UZMAN GÖRÜŞÜ / Saadet Banu Eriş / Finansinvest
Mart ayı başından itibaren toparlanma sinyalleri veren bazı makro veriler ve resesyon sürecinde "en kötü dönemin geride bırakıldığına" dair artan algılamalar piyasaları olumlu yönde etkilemeye devam ediyor. Son dönemde ABD, Avrupa ve Asya'da açıklanan verilerin büyümeye yönelik olumlu sinyaller vermesi ve FED'in geçtiğimiz hafta yaptığı açıklamalar bu görüşü destekler nitelikte. Buna bağlı olarak geleceğe dönük beklentilerde görülen iyileşmenin şimdilik küresel finans piyasalarını desteklemeye devam ettiğini görüyoruz. Ancak, küresel mali sisteme, tüketim ve talep düzeyine ilişkin temel riskler varlığını koruyor. Mevcut durumu gösteren sanayi üretimi ve kapasite kullanım verileri, genel olarak ekonomik zayıflığın devam ettiğine işaret ediyor.
Yurtiçi tarafta ise büyümeye yönelik zayıflama sürerken, talep koşullarına bağlı olarak enflasyon tarafında olumlu görünüm sürüyor. Sanayi üretimi verileri art arda artan oranlarda daralma yönünde açıklanıyor ve ilk çeyrekte ekonominin iki haneli daralma ile karşılaşmasına kesin gözüyle bakılıyor. Hükümet tarafından açıklanan teşviklerin etkisi ile sektörel bazda stokların eritilmesi yönünde adımlar atılsa da, teşviklerin sona ermesi sonrasında tüketici güveninin düşük seviyelerde olması nedeniyle satışların ve dolayısıyla üretimin keskin şekilde gerilemesi bekleniyor. Bu açıdan Bakanlar Kurulu'ndaki son revizyon ve hükümetin ekonomiye yönelik yeni alacağı kararlar kritik önem taşıyor.

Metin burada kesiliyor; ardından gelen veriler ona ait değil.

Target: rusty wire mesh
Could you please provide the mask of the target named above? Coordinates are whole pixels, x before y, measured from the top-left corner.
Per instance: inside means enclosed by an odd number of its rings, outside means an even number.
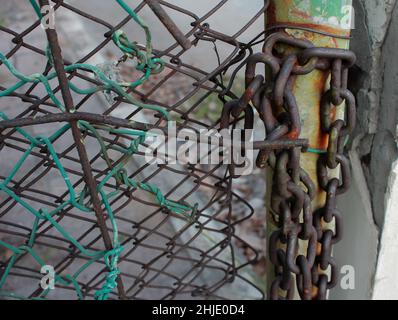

Sözkonusu büyüme koşullarında dezenflasyon sürecinin devamı ise faiz indirimleri konusunda Merkez Bankası'nın elini güçlendiriyor. Banka'nın son yaptığı açıklamalarda enflasyon konusunda olumlu, büyüme konusunda ise daha karamsar yönde olduğu görülüyor. Şartlara bağlı olarak para politikasında aşağı yönlü esnekliğin uzunca bir süre devam etmesi beklenebilir. Önümüzdeki aylarda faiz indirimlerinin devamı ve faiz indirimi süreci kesildikten sonra da artırım için Banka'nın aceleci davranmaması olası. İndirimlere karşın, reel getirinin hala pozitif alanda olması ise TL üzerindeki baskıyı sınırlıyor.